Il fait nuit à la surface de l’Océan, mais demain le jour se lèvera sur lui. Pas sur nous. Là où nous sommes, dans la coque et hors de la coque, ce ne sont que ténèbres.
J’ai commencé la lecture du roman Le jour ne se lève pas pour nous non pour ses qualités romanesques – pas qu’il n’en ait pas –, mais à titre documentaire. J’ai toujours été intrigué par la vie à bord d’un sous-marin. J’avais déjà eu une vision bien peu idyllique dans le très noir, mais très bon Immergés – dommage que la série ait été arrêtée prématurément.

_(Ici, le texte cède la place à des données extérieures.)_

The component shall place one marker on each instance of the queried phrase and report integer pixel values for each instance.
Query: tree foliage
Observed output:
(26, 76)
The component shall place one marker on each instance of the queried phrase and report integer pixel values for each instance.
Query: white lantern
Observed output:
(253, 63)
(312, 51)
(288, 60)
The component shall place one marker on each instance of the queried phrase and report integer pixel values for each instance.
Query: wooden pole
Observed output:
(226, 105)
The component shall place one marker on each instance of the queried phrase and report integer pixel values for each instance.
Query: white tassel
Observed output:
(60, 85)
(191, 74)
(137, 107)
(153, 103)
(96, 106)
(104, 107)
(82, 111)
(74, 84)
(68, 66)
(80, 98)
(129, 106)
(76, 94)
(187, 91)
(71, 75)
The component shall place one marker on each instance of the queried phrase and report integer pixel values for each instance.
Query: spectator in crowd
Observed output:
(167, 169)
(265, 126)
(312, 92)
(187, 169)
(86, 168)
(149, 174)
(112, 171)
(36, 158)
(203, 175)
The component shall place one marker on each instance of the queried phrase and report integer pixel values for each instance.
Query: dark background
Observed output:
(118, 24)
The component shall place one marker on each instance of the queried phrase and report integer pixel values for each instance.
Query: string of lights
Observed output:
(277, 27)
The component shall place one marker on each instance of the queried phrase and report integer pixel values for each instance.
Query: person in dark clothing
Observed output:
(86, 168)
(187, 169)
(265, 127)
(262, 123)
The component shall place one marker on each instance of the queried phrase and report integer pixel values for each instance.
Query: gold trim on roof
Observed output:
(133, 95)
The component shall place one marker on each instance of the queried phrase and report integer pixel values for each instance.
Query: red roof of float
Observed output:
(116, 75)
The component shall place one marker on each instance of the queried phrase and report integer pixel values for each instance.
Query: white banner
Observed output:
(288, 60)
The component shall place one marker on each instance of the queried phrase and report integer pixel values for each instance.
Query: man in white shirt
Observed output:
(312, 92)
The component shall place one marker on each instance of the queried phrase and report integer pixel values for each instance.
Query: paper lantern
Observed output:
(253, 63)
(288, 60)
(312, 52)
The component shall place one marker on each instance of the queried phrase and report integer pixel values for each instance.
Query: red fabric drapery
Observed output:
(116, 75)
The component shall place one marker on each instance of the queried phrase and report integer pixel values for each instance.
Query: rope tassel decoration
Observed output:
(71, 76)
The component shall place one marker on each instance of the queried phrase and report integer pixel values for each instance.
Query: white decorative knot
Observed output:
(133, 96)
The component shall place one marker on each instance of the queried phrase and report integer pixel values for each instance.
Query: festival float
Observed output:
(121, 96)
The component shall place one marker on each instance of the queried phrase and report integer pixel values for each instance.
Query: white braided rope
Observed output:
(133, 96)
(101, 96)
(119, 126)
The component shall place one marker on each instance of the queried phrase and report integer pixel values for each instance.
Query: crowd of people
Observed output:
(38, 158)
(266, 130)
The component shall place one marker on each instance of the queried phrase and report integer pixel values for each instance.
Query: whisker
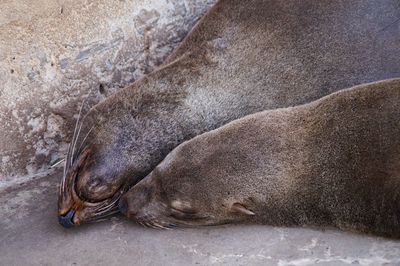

Comme le souligne le héros du livre dès les première pages, dans un sous-marin nucléaire lanceur d’engins (SNLE), on est loin du Nautilus et de ses vastes espaces, de la fameuse bibliothèque avec vue sur les fonds de l’océan qui m’a toujours fait rêver, et pourtant:
Le charme de ce salon, c’est qu’il est entièrement tapissé par les ouvrages d’une bibliothèque qui épouse sa forme circulaire – comme devait être la bibliothèque de Montaigne dans sa tour avant que son ingrate fille, à sa mort, vendît ses livres.
Robert Merle a eu l’occasion de naviguer dans de tels engins et d’interviewer leurs occupants, je lui accorde donc toute ma confiance. Si l’on s’attarde sur sa bibliographie il apparaît qu’il porte un intérêt tout particulier à ces mondes clos. Il semble curieux de mettre en scène, au travers de ses romans, la façon dont des micro-sociétés créées par nécessité s’organisent.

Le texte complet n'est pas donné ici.